Even though Edgar is mostly absent, Army receives his father’s business acumen and desire for younger women. A major theme in the novel is sex and the entitlement men often feel to women’s bodies. Observing Felicia early in the novel, Edgar notes that she has a “[g]ood body, useful body. Her body seemed useful to the point of being industrial,” and his failed attempt to rape her is echoed in Heather’s tragic narrative and pregnancy. The novel provides an empathetic look (Einfühlung is a theme) into the pain and invisible labour of women in relation to the pervasive misogyny of men. Hence, depending on the context, reproduction can be productive or destructive and Williams demonstrates this in both narrative and style.
Williams challenges the reader to entangle meaning, as they encounter crossed-out words, Bible verses, lists and epic cataloguing, letters and text messages, play-like scripts, and a close reading of a song with chords and annotated text boxes. I was particularly drawn to the music in the text, as Williams incorporates popular lyrics from Nirvana, Barenaked Ladies, and Wu-Tang Clan, among many others, and describes a number of mixtapes that Edgar (and later Army) use to convey their emotions. The music provides a sonic textuality, such as when Williams includes both a lyric and three bars of actual music from the Negro spiritual “Ride the Chariot.” However, by far the most experimental and obscure section of the novel is the fourth. Like Edgar, the text gets cancer, which causes textual blight as we get smaller text inserted within the larger narrative. However, the careful reader will see the reproductive meaning in this painful experience as they suture these words into sentences.

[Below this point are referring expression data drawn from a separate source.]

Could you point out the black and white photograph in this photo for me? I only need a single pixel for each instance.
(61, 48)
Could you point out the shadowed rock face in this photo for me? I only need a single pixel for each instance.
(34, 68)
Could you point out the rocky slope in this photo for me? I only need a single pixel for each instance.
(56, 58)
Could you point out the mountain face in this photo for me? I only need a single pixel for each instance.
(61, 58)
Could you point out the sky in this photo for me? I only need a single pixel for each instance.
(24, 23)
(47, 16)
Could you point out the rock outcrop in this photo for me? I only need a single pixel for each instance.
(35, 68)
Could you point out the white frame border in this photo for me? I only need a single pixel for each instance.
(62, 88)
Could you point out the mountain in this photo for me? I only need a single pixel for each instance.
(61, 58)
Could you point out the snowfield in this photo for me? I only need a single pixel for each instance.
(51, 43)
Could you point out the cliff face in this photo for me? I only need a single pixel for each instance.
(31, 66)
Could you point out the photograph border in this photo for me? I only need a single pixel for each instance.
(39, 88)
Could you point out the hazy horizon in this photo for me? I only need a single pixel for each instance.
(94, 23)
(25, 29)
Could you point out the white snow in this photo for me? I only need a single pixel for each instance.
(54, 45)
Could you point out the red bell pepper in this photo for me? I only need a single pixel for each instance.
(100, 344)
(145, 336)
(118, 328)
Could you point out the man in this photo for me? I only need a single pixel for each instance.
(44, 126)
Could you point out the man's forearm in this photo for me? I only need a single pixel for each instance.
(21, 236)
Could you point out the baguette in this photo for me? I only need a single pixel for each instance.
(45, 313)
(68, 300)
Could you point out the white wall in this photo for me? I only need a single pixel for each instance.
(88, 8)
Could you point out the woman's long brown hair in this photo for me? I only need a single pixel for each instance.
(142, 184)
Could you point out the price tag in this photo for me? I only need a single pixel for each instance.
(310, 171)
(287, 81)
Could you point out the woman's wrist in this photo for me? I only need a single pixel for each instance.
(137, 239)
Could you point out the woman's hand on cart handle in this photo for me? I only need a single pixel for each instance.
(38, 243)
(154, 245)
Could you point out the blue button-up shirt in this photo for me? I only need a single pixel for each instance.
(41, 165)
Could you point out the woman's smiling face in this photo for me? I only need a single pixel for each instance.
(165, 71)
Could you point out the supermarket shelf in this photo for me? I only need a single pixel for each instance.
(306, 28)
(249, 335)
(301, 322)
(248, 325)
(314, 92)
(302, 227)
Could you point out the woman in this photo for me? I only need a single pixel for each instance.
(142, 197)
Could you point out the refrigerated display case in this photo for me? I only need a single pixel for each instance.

Sometimes the dialogue felt a little stilted, and I wanted more of Felicia, who seemed particularly held down by the weight of her circumstances. It would be nice to see her embrace her Blackness more directly (why is her island unnamed?), and the text could perhaps find ways to challenge its genetic metaphor in terms of race and gender (concerns to be taken up by others with more detail than I can provide here). A few quibbles aside, Reproduction treads new ground in CanLit, and Williams is a formidable talent deserving of his Giller Prize for this novel. With narrative warp and weft, the novel grapples with pressing social issues—from race and class to sexual assault—to provide a detailed portrait of the ways that one family is held together by (and within) story. Reproduction is a novelistic mixtape that shows the extraordinariness of ordinary people and their interconnected lives. In terms of creating new life and potential, which we get to enjoy, the novel lives up to its title.